My phone rang yesterday morning: "Pat, we're going to have a garage sale this weekend. Get your stuff out." The dread in Gena's voice voice was palpable.
Omigod.
My next door neighbors have decided it's time for us to bite the bullet and have another garage sale, so Steve and I have been busy digging out, cleaning out, sorting, pricing, washing, and organizing all the junk we want to get rid of. Between the combining of our two households, we have a lot of junk and duplicate items.
I like to go to estate sales and the occasional yard sale, as regular readers know, but having one is something I so hate to do. It's not the work involved, or the prep. Let me give you an example of how our luck runs with yard sales.
My neighbors, Donny & Gena (you remember them - Taz's parents), and I joined together about ten years ago for a yard sale. We worked all week long dragging stuff out of closets and cabinets. I sat on the living room floor for hours pricing clothes. We set up as much as we could the night before - got clothes racks ready and tables. Donny even mowed the grass so it all looked nice. We put our signs out and I think we even put an ad in the paper. We were to start at 6 a.m.
On the big day I set my alarm for 4:30 so I could shower and get my junk hauled outside and set up. When I looked outside at 5 a.m., there were people poking around outside with flashlights. There wasn't anything out there yet, but there they were, looking around the side of the houses and in the backyard to see where we'd stashed our stuff. I called Gena and we got a move on.
Buyers come in waves at these things. You either have nobody looking through your junk or you have twenty people at once.
We were doing pretty good early on. Lots of customers and everyone was pretty nice. Donny & Gena had some high ticket items and did really well; they had an oriental folding screen that he got $300 for. I was jealous. All my junk was $1.00, $0.50; I think my highest priced thing was $5.00 and I got haggled down from that.
As the morning goes on you get the lags between customers and then they all want to haggle. I realize that's part of the deal, but when you're asking $5.00 for a lined, suede coat in great condition, and someone says, "Will you take $1.00?", you've got to wonder..."is this even worth it?"
About 10:30 a battered, rusted out car pulled up and two adults and a child got out. The woman was in shorts and the man was in cut-off overalls with no shirt underneath. The child was about eight and had nothing on but a diaper. They all were covered in scabs and had dirt in the folds of their skin. They browsed, visited a little, and seemed in no rush to go anywhere. They bought a coffee mug.
By this time, not quite 11, it was already hot and humid outside. I had refolded, straightened merchandise, rearranged things for the umpeenth time. Gena and I got sidewalk chalk and drew arrows in the street pointing to our sale to drum up more customers.
A car with seven people pulled up, grazed through the stuff, complained because we didn't have drinks, and wanted a $0.25 ashtray for $0.10 because it had a chip in it.
Then the lady drove up who wanted to know if we had any S&M items.

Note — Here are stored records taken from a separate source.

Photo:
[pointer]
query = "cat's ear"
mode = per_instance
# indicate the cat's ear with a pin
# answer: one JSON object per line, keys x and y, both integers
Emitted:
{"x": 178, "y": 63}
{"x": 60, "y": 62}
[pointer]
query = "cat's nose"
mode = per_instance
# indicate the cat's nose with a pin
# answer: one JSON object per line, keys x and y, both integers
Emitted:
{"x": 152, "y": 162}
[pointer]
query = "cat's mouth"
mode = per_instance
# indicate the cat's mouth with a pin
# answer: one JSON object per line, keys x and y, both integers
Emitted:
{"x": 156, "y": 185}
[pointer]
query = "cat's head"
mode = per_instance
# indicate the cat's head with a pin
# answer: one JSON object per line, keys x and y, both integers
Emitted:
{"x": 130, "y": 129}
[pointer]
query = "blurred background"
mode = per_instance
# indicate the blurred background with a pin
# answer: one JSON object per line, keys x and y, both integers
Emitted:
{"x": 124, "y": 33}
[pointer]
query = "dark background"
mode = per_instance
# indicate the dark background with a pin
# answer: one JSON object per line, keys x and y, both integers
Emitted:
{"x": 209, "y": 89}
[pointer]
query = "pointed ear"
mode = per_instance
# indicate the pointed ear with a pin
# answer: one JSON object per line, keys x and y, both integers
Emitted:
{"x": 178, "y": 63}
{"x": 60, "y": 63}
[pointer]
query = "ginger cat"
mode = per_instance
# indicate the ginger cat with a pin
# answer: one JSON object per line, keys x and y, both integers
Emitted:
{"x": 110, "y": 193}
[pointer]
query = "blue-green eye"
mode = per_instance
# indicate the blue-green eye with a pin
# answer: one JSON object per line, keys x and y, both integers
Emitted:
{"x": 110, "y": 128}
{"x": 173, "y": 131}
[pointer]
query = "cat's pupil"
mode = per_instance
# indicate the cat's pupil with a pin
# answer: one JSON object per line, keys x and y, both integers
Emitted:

That's when Gena and I started drinking.
She bought an entire box of Donny's old Playboy magazines.
By that time, the hagglers didn't bother me. "Will you take $0.50 for this stack of albums?"
"Sure. No problem."
In the end I think I made about $50.00, barely enough to cover my part of the newspaper ad. Donny and Gena did much better at about $800. I think there's an art to pricing that I haven't figured out yet.
Whatever we had left Donny just set out nice and neat on the curb with a sign that said "Free!" and we went inside. By the end of the day it was all gone. All of it.
Anyway, we're going to give it another go. It took both of us about ten years to get over that last experience and we might be crazy to do it again, but here we go.
Stay tuned for Part II Saturday.
1 comment:
HA! Pat, I can relate.
My experience with yard sales is similar, except the drinking started earlier.